Fifth Amendment: Rowen argued that Sec. 7345 is unconstitutional on its face because it prohibits international travel, which he claimed is a fundamental right granted by the Fifth Amendment to the Constitution.
The court rejected this idea, finding that the "plain test" of Sec. 7345 does not impose a prohibition on international travel. Instead, Sec. 7345 merely gives the IRS the power to certify the existence of a seriously delinquent tax debt based on the presence of certain tax-related facts and requires it to send the certification to Treasury and inform the taxpayer that the certification has been made. The power to revoke or deny a passport to a taxpayer is given by another provision, Section 32101(e) of the FAST Act, to the Secretary of State. Consequently, only the Secretary of State can revoke or deny a passport, and its authority to do so does not come from Sec. 7345.

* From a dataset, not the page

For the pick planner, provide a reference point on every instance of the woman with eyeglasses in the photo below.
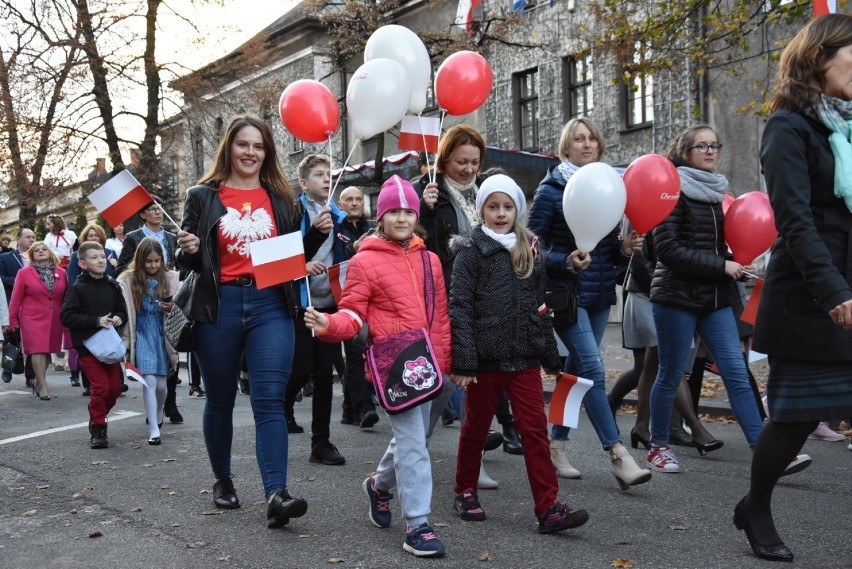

The Tax Court noted that Rowen had gone to great lengths in trying to show that travel is a fundamental right and the infringement of it is therefore subject to strict scrutiny. Regardless of the nature of the right to travel internationally (fundamental or not) and regardless of the standard of review under the Constitution (strict scrutiny, intermediate scrutiny, or rational basis), the court found that Sec. 7345, which merely provides for the certification of certain tax-related facts and does not restrict in any manner the right to international travel, does not violate the Due Process Clause of the Fifth Amendment. Furthermore, because the constitutionality of the authority granted to the secretary of State by FAST Act Section 32101(e) was not before it, the court expressed no view on that issue.
UDHR: Rowen observed that, under Article 13 of the UDHR, "(1) [e]veryone has the right to freedom of movement and residence within the borders of each state" and "(2) [e]veryone has the right to leave any country, including his own, and to return to his country." He also argued that in Sosa v. Alvarez-Machain, 542 U.S. 692, 734-35 (2004), the Supreme Court held that the UDHR binds the United States as a matter of international law. The Tax Court found that this latter statement was simply wrong because in Sosa, the Supreme Court was not referring to the UDHR but to the International Covenant on Civil and Political Rights. Regardless, the Tax Court found that it did not need to address the UDHR argument for the same reason as it did not need to address the Fifth Amendment argument, because Sec. 7345 does not impose any limits on the right to travel.
A concurring opinion noted that the majority had treated Rowen's challenge as a challenge only to Sec. 7345, rather than the entire scheme set out in Section 32101 of the FAST Act. The concurring judge found that based on the facts and Rowen's pleadings, it had rightfully limited its consideration to Sec. 7345 and had properly decided the case. However, the concurring judge wrote to emphasize his belief that the majority's opinion did not foreclose a constitutional challenge in the Tax Court, "in a future case with appropriate facts and squarely presented arguments," to the entire tax collection mechanism created by the FAST Act, under the jurisdiction granted to the Tax Court in Sec. 7345(e)(1).